General cognitive function is substantially heritable across the human life course from adolescence to old age. We investigated the genetic contribution to variation in this important, health- and well-being-related trait in middle-aged and older adults. We conducted a meta-analysis of genome-wide association studies of 31 cohorts (N=53 949) in which the participants had undertaken multiple, diverse cognitive tests. A general cognitive function phenotype was tested for, and created in each cohort by principal component analysis. We report 13 genome-wide significant single-nucleotide polymorphism (SNP) associations in three genomic regions, 6q16.1, 14q12 and 19q13.32 (best SNP and closest gene, respectively: rs10457441, P=3.93 × 10−9, MIR2113; rs17522122, P=2.55 × 10−8, AKAP6; rs10119, P=5.67 × 10−9, APOE/TOMM40). We report one gene-based significant association with the HMGN1 gene located on chromosome 21 (P=1 × 10−6). These genes have previously been associated with neuropsychiatric phenotypes. Meta-analysis results are consistent with a polygenic model of inheritance. To estimate SNP-based heritability, the genome-wide complex trait analysis procedure was applied to two large cohorts, the Atherosclerosis Risk in Communities Study (N=6617) and the Health and Retirement Study (N=5976).

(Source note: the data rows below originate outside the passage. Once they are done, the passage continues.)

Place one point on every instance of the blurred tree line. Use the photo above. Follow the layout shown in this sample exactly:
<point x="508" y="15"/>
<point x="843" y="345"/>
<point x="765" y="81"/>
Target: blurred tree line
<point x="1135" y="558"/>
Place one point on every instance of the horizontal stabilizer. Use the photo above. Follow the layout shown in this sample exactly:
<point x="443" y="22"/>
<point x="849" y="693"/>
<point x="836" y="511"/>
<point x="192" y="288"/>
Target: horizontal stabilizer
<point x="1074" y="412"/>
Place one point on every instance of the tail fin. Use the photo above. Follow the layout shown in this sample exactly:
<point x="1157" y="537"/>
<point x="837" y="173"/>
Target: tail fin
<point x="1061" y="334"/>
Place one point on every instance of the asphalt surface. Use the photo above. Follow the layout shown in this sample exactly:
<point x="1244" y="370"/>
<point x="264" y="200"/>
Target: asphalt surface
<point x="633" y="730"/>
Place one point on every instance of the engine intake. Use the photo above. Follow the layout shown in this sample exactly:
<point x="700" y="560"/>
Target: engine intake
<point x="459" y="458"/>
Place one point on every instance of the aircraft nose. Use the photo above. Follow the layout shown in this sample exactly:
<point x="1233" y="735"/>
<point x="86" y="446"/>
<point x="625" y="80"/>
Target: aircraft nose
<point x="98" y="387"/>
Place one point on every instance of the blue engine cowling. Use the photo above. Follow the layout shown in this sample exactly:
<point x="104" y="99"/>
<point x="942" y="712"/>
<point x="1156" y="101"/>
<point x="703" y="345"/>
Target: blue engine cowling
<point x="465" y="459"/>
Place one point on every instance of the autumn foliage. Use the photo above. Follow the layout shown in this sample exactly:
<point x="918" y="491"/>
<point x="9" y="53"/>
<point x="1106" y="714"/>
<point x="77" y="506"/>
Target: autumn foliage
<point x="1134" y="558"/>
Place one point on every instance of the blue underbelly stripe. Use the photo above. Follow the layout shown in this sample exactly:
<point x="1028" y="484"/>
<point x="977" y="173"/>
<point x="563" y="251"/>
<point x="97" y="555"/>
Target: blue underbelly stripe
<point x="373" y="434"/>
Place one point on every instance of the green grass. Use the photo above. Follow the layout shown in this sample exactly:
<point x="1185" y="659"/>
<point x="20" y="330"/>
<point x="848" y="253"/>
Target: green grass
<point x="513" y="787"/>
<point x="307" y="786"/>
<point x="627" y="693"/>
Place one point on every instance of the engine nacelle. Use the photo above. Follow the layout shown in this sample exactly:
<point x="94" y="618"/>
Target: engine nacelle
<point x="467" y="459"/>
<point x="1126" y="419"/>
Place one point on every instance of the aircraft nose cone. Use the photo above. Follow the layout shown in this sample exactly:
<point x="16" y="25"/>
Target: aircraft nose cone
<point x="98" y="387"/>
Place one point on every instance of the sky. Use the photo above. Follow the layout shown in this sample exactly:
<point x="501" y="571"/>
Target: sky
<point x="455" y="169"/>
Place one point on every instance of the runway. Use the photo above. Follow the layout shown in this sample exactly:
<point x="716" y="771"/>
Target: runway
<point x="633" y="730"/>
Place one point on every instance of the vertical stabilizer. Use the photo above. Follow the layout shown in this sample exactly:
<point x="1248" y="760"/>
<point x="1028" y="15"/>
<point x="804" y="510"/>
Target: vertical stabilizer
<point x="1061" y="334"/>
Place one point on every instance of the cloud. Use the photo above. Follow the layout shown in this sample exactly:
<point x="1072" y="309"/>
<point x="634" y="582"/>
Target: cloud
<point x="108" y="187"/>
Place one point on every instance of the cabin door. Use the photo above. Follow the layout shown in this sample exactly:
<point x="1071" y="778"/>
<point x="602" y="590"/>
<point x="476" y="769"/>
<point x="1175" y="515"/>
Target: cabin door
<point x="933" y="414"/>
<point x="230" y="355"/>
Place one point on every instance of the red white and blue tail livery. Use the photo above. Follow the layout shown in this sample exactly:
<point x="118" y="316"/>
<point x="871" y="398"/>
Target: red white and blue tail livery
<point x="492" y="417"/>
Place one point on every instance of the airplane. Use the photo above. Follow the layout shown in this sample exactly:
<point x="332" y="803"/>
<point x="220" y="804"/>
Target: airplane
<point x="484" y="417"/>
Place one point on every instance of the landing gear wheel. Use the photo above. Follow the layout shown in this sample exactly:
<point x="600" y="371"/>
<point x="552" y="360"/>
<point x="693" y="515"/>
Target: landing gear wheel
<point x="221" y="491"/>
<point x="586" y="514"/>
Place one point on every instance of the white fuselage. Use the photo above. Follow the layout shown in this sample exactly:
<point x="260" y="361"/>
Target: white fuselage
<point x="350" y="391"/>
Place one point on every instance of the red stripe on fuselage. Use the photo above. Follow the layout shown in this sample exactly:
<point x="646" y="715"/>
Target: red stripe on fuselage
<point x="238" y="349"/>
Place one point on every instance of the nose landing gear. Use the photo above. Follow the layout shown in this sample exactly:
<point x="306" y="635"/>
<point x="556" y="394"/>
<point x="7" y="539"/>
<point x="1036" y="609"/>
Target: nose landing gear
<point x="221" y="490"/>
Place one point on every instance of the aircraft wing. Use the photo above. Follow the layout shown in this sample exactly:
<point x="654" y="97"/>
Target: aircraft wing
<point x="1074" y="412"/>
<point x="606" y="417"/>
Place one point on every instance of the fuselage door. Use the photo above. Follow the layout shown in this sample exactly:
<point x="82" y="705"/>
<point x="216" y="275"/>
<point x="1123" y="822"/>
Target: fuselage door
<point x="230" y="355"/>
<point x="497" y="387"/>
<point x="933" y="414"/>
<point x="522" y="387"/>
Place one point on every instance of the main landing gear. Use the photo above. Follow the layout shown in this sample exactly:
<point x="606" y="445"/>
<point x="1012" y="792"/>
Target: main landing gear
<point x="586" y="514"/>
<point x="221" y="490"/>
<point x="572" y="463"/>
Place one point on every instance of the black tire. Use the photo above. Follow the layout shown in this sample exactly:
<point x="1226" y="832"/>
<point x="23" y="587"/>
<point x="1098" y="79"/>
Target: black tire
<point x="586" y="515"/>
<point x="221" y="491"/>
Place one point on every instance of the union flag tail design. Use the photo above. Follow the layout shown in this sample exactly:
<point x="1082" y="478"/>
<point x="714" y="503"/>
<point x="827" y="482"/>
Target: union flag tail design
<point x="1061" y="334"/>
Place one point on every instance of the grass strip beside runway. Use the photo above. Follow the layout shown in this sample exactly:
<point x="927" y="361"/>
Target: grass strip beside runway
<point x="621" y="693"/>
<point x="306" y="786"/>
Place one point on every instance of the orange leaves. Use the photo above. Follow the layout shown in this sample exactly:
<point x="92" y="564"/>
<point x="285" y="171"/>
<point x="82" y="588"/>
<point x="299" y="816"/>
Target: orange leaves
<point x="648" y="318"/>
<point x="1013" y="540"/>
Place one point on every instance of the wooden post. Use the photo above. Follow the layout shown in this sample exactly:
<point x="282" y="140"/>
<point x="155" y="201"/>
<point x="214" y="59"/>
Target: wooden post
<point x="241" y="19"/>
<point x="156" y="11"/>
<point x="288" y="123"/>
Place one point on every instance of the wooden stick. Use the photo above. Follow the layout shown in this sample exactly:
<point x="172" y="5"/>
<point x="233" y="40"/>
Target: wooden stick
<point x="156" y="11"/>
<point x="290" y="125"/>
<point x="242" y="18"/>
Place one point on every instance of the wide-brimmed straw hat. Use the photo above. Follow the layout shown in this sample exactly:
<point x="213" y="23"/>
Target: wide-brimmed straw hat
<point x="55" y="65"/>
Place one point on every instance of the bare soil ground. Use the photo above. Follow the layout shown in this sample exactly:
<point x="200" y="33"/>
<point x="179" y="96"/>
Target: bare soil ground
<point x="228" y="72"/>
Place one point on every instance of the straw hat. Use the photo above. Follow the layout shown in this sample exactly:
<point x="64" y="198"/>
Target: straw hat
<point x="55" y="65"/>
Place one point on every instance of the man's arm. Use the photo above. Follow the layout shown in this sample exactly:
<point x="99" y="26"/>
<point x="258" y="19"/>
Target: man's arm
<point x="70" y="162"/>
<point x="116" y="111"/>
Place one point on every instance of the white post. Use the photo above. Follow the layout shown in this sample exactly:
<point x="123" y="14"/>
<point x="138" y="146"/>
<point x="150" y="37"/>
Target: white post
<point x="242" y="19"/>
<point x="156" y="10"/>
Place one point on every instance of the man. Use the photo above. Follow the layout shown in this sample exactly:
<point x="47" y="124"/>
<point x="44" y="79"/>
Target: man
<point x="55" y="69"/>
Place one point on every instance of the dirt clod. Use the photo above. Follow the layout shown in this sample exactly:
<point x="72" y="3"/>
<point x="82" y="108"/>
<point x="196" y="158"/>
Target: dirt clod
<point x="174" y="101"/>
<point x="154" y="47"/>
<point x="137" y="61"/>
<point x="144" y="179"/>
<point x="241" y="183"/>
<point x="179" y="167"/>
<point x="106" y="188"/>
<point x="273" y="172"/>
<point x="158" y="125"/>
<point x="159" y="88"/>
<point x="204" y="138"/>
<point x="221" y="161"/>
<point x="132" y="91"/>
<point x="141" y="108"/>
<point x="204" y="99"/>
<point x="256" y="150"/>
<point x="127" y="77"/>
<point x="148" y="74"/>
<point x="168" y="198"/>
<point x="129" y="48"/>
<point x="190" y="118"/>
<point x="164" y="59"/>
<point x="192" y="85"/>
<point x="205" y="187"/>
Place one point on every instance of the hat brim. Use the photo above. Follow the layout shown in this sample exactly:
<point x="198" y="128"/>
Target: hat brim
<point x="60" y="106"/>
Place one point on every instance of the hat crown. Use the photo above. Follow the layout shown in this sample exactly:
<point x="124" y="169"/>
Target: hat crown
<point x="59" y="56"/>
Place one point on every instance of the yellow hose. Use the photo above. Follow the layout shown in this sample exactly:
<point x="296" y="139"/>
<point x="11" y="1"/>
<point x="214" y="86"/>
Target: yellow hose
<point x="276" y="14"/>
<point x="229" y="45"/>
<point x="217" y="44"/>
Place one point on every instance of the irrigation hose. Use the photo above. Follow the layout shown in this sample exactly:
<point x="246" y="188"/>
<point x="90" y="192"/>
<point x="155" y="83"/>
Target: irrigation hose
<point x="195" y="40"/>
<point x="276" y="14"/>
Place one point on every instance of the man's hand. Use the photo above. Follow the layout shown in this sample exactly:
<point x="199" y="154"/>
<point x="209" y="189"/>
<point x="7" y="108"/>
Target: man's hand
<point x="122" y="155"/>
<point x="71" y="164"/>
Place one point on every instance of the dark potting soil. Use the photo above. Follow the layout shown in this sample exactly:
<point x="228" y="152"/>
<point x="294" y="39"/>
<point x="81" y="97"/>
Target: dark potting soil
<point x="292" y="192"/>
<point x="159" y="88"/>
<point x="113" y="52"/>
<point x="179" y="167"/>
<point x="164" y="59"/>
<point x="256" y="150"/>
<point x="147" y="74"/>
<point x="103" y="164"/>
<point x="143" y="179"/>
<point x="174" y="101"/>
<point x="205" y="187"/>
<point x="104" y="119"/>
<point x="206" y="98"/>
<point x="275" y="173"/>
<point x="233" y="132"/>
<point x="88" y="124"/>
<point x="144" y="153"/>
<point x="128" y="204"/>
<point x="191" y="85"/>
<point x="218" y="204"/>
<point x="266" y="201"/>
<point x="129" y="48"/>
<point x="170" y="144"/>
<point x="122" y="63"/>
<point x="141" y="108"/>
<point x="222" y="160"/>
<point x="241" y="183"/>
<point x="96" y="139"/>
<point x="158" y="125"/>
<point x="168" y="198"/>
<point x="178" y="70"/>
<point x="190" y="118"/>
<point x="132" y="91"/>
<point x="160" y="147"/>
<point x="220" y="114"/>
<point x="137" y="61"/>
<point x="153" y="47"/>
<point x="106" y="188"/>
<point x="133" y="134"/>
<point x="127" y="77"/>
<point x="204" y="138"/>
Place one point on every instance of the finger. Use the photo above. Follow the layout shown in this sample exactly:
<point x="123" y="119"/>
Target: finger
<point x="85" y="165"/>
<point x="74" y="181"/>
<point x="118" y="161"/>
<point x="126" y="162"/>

The proportion of phenotypic variation accounted for by all genotyped common SNPs was 29% (s.e.=5%) and 28% (s.e.=7%), respectively. Using polygenic prediction analysis, ~1.2% of the variance in general cognitive function was predicted in the Generation Scotland cohort (N=5487; P=1.5 × 10−17). In hypothesis-driven tests, there was significant association between general cognitive function and four genes previously associated with Alzheimer's disease: TOMM40, APOE, ABCG1 and MEF2C.